Databricks finally open-sourced the thing everyone expected them to keep behind the paywall. Spark 4.1 ships with Spark Declarative Pipelines — SDP — and if you've ever fought with DLT pricing tiers, you already know why this deserves attention.

What SDP actually does

Strip away the marketing and you get this: SDP lets you define what your datasets should contain, not how to orchestrate the transformations. You write functions that return DataFrames, slap a decorator on them, and the framework handles dependency resolution, execution ordering, parallelism, and checkpoint management.

Minimum viable example:

from pyspark import pipelines as dp

@dp.table
def orders():
    return (
        spark.readStream.format("kafka")
        .option("subscribe", "orders")
        .load()
    )

@dp.materialized_view
def daily_summary():
    return (
        spark.table("orders")
        .groupBy("order_date")
        .agg(sum("amount").alias("total"))
    )

No Airflow DAG file. No dependency declaration. No retry configuration. The framework reads the spark.table("orders") reference in daily_summary, infers the edge in the graph, and runs both nodes in the right order. Independent branches get parallelized without you asking.

Where this came from

If the API looks familiar, you've used Delta Live Tables. SDP is effectively DLT donated to the Apache Spark project — import dlt becomes from pyspark import pipelines as dp, every dlt. becomes dp., and your pure transformation functions survive the migration character-for-character.

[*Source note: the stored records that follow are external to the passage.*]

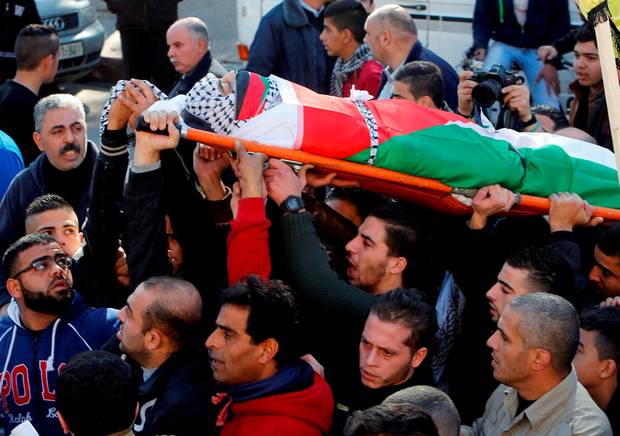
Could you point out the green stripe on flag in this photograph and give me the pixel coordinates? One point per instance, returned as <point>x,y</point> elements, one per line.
<point>454,155</point>
<point>461,157</point>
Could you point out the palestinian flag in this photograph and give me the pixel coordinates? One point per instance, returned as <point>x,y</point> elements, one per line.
<point>597,11</point>
<point>405,137</point>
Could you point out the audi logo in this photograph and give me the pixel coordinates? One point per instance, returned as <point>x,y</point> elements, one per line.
<point>56,22</point>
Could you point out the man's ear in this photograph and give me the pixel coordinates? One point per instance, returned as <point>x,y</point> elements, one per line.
<point>541,359</point>
<point>63,423</point>
<point>269,348</point>
<point>398,265</point>
<point>418,357</point>
<point>386,37</point>
<point>153,339</point>
<point>14,288</point>
<point>37,140</point>
<point>203,46</point>
<point>608,369</point>
<point>347,36</point>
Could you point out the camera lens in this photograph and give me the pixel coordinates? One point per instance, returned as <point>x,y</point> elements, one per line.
<point>487,92</point>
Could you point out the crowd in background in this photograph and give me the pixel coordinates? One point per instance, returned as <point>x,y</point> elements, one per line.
<point>153,285</point>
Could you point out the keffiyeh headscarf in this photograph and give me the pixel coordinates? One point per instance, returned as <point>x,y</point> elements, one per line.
<point>342,69</point>
<point>215,112</point>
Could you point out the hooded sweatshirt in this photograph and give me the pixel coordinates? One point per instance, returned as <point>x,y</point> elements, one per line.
<point>31,361</point>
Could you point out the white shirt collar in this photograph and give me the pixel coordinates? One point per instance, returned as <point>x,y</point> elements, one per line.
<point>311,9</point>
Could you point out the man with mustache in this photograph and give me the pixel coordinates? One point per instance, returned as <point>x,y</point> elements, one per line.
<point>47,324</point>
<point>65,166</point>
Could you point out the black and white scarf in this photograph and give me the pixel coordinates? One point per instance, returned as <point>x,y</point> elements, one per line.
<point>204,101</point>
<point>342,69</point>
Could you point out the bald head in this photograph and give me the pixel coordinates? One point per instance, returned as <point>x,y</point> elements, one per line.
<point>433,402</point>
<point>395,19</point>
<point>194,25</point>
<point>188,42</point>
<point>175,309</point>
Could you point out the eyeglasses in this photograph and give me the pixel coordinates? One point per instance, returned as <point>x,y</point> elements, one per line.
<point>44,263</point>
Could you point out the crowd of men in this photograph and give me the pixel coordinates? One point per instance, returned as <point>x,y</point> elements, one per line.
<point>152,285</point>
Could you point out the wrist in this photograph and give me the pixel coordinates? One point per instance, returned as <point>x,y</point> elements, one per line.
<point>560,227</point>
<point>465,112</point>
<point>251,192</point>
<point>214,192</point>
<point>144,155</point>
<point>477,222</point>
<point>116,124</point>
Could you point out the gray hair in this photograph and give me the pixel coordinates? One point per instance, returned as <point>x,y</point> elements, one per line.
<point>397,18</point>
<point>549,322</point>
<point>195,26</point>
<point>435,403</point>
<point>56,101</point>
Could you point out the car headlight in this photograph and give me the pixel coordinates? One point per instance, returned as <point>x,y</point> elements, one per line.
<point>88,16</point>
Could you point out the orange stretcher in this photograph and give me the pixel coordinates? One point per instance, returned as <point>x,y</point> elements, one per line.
<point>426,192</point>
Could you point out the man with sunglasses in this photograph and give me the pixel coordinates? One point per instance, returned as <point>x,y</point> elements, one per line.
<point>47,324</point>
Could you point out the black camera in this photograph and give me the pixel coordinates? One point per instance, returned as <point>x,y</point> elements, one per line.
<point>490,84</point>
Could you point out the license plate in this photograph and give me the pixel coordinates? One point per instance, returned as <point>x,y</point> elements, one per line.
<point>73,50</point>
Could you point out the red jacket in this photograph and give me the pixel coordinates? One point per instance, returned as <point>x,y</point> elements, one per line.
<point>368,77</point>
<point>303,413</point>
<point>248,241</point>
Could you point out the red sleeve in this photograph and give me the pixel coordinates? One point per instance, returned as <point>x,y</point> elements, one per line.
<point>370,77</point>
<point>248,241</point>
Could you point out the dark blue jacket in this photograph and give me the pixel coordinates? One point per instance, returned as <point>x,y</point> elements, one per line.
<point>450,78</point>
<point>546,21</point>
<point>287,45</point>
<point>31,362</point>
<point>25,187</point>
<point>11,161</point>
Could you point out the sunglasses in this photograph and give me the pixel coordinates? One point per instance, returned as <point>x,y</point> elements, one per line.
<point>44,263</point>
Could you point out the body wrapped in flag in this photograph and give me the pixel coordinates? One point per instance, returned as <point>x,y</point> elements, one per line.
<point>401,136</point>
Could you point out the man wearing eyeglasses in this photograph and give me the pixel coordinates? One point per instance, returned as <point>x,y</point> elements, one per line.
<point>47,324</point>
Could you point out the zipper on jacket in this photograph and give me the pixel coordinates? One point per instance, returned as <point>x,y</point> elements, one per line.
<point>37,381</point>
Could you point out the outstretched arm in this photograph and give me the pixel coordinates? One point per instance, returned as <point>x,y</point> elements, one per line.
<point>248,241</point>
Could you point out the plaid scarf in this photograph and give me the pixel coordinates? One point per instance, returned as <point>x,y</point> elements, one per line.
<point>342,69</point>
<point>203,101</point>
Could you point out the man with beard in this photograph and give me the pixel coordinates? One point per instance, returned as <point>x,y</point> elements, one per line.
<point>160,325</point>
<point>65,166</point>
<point>47,324</point>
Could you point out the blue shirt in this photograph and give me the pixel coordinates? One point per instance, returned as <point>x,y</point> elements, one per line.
<point>11,161</point>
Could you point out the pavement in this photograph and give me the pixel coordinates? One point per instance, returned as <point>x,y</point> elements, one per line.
<point>220,16</point>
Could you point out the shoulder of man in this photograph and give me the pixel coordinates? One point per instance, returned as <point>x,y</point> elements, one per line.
<point>586,417</point>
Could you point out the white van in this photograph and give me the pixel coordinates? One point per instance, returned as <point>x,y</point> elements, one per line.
<point>444,26</point>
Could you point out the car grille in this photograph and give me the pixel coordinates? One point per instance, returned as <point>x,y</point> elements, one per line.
<point>62,23</point>
<point>75,62</point>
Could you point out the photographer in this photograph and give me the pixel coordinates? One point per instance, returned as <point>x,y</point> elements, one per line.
<point>515,98</point>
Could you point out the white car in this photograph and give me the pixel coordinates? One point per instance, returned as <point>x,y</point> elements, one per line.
<point>81,35</point>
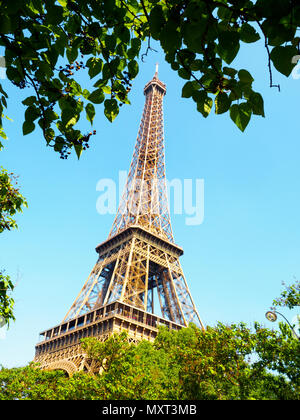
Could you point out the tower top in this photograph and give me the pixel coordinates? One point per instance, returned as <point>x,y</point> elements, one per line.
<point>155,82</point>
<point>156,71</point>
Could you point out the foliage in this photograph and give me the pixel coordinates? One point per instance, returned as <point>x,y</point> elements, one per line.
<point>290,297</point>
<point>6,301</point>
<point>47,43</point>
<point>216,364</point>
<point>11,201</point>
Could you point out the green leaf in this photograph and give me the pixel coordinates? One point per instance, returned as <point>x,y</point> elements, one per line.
<point>222,103</point>
<point>204,102</point>
<point>95,66</point>
<point>245,77</point>
<point>189,88</point>
<point>133,69</point>
<point>228,46</point>
<point>28,127</point>
<point>97,97</point>
<point>90,112</point>
<point>257,103</point>
<point>156,21</point>
<point>78,150</point>
<point>248,34</point>
<point>282,58</point>
<point>240,115</point>
<point>184,74</point>
<point>111,109</point>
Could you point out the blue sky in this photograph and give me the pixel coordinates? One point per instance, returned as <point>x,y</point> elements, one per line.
<point>234,262</point>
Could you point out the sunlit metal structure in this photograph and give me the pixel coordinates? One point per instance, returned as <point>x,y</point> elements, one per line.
<point>138,268</point>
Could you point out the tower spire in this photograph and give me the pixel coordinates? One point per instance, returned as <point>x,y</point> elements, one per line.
<point>156,71</point>
<point>144,202</point>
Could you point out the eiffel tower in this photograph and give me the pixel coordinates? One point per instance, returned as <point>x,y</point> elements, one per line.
<point>138,265</point>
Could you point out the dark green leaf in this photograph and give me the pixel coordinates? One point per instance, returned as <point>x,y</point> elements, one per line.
<point>240,115</point>
<point>90,112</point>
<point>97,97</point>
<point>282,58</point>
<point>28,127</point>
<point>222,103</point>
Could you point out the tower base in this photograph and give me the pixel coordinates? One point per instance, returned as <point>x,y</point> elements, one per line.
<point>60,347</point>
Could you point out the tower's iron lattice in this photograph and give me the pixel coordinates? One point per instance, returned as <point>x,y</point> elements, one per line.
<point>138,266</point>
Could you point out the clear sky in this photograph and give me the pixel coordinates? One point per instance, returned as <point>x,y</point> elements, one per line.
<point>234,262</point>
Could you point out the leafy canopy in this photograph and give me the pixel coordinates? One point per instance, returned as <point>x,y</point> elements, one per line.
<point>11,202</point>
<point>47,43</point>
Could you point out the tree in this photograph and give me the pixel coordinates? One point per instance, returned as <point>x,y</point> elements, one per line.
<point>11,202</point>
<point>47,42</point>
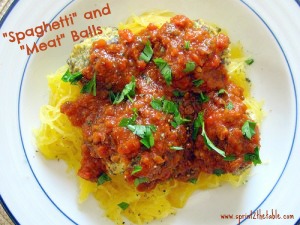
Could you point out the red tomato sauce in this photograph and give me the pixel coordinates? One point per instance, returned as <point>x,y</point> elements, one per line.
<point>110,148</point>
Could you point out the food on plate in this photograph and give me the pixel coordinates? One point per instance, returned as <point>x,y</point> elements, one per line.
<point>159,106</point>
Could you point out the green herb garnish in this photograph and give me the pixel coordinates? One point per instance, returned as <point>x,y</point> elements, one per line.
<point>90,87</point>
<point>198,82</point>
<point>123,205</point>
<point>128,91</point>
<point>147,53</point>
<point>103,178</point>
<point>187,45</point>
<point>140,180</point>
<point>253,157</point>
<point>189,67</point>
<point>129,121</point>
<point>199,122</point>
<point>136,169</point>
<point>203,97</point>
<point>165,69</point>
<point>248,129</point>
<point>249,61</point>
<point>218,172</point>
<point>73,78</point>
<point>222,91</point>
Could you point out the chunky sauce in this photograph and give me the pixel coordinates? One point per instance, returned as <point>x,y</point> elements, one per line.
<point>112,149</point>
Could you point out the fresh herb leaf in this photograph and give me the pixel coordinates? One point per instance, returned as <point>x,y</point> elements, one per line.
<point>218,172</point>
<point>253,157</point>
<point>103,178</point>
<point>165,69</point>
<point>147,53</point>
<point>136,169</point>
<point>176,148</point>
<point>157,104</point>
<point>123,205</point>
<point>193,180</point>
<point>189,67</point>
<point>128,91</point>
<point>140,180</point>
<point>229,106</point>
<point>222,91</point>
<point>199,122</point>
<point>187,45</point>
<point>178,93</point>
<point>129,121</point>
<point>203,97</point>
<point>112,96</point>
<point>73,78</point>
<point>248,129</point>
<point>198,82</point>
<point>249,61</point>
<point>229,158</point>
<point>90,87</point>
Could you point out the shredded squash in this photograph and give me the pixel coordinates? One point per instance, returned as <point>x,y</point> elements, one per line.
<point>57,138</point>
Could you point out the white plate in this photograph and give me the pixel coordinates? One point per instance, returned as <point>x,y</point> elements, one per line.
<point>37,191</point>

The three decorators worth knowing

The API surface is deliberately small.

@dp.table creates a streaming table that processes data incrementally. Only new rows since the last checkpoint get touched. This is your decorator for anything arriving from Kafka, Kinesis, or an append-only file source. The checkpoint management that used to eat an afternoon of debugging? Handled internally.

@dp.materialized_view builds a batch-recomputed dataset. The framework re-executes the full query on each run. Aggregation tables, dimension lookups, feature stores that need a complete refresh — this is where they live.

@dp.append_flow enables fan-in patterns where multiple sources write to one target:

dp.create_streaming_table("all_events")

@dp.append_flow(target="all_events")
def mobile_events():
    return spark.readStream.table("mobile_raw")

@dp.append_flow(target="all_events")
def web_events():
    return spark.readStream.table("web_raw")

Two separate streams merging into a single table. The framework coordinates the checkpoints across both flows. If you've hand-rolled this with Structured Streaming before, you know how much offset-tracking headache that eliminates. The merge logic is exactly the kind of plumbing nobody should write twice.

One subtlety: @dp.materialized_view and @dp.table look interchangeable at first glance. They're not. Materialized views recompute everything; streaming tables process only the delta. Picking the wrong one means either wasted compute (full recompute on append-only data) or stale results (incremental processing on data that gets updated in place). Match the decorator to the data's mutation pattern.

What will bite you

SDP re-evaluates your pipeline code multiple times during planning and execution. Side effects inside decorated functions fire more than once. Never put collect(), count(), or toPandas() inside a definition — the planner runs them during dry-run, which is both slow and semantically wrong.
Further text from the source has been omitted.